Por essas razões, se eu fosse refazer o exercício bayesiano de Unwin, nem o problema do mal nem considerações morais em geral me afastariam muito, nem para um lado nem para o outro, da hipótese nula (os 50% de Unwin). Mas não quero discutir sobre isso porque, de qualquer maneira, não posso ficar inflamado demais com opiniões pessoais, seja as de Unwin, seja as minhas. 

Há um argumento muito mais poderoso, que não depende de juízos subjetivos, que é o argumento da improbabilidade.
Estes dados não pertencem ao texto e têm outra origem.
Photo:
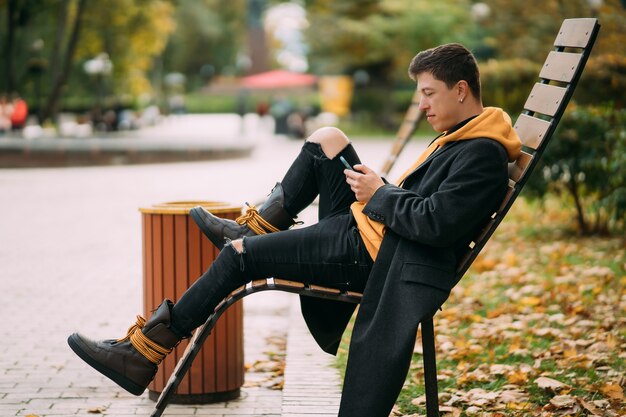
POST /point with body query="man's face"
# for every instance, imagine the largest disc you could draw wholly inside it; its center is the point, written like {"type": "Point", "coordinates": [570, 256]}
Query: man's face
{"type": "Point", "coordinates": [440, 104]}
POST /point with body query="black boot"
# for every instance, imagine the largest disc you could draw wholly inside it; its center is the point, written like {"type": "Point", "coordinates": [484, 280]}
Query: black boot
{"type": "Point", "coordinates": [271, 217]}
{"type": "Point", "coordinates": [131, 362]}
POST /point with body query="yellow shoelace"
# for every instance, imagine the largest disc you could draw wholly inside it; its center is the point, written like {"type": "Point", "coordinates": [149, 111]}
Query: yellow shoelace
{"type": "Point", "coordinates": [154, 352]}
{"type": "Point", "coordinates": [255, 222]}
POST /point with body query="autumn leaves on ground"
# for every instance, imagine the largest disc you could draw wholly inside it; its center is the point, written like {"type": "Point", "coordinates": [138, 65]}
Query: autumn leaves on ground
{"type": "Point", "coordinates": [536, 328]}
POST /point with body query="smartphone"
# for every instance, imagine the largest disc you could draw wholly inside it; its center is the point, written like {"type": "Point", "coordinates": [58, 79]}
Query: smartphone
{"type": "Point", "coordinates": [343, 161]}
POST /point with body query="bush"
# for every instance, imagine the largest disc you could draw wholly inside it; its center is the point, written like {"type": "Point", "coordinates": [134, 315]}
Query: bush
{"type": "Point", "coordinates": [587, 161]}
{"type": "Point", "coordinates": [604, 79]}
{"type": "Point", "coordinates": [507, 83]}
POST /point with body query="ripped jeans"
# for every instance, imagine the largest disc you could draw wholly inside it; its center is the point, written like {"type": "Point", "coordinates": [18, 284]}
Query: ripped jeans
{"type": "Point", "coordinates": [329, 253]}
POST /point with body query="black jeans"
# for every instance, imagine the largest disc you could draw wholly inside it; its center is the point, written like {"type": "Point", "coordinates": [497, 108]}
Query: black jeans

Ele realmente nos afasta drasticamente do agnosticismo dos 50%, para bem mais perto do extremo do teísmo, na visão de muitos teístas, e para bem mais perto do extremo do ateísmo, na minha opinião. Já o mencionei várias vezes. O argumento gira em torno da conhecida pergunta: "Quem criou Deus?", que a maioria das pessoas pensantes descobre por si só. Um Deus projetista não pode ser usado para explicar a complexidade organizada porque qualquer Deus capaz de projetar qualquer coisa teria que ser complexo o suficiente para exigir o mesmo tipo de explicação para si mesmo. A existência de Deus nos coloca diante de uma regressão infinita da qual ele não consegue nos ajudar a fugir. Esse argumento, como mostrarei no próximo capítulo, demonstra que a existência de Deus, embora não seja tecnicamente descartável, é muito, mas muito improvável mesmo.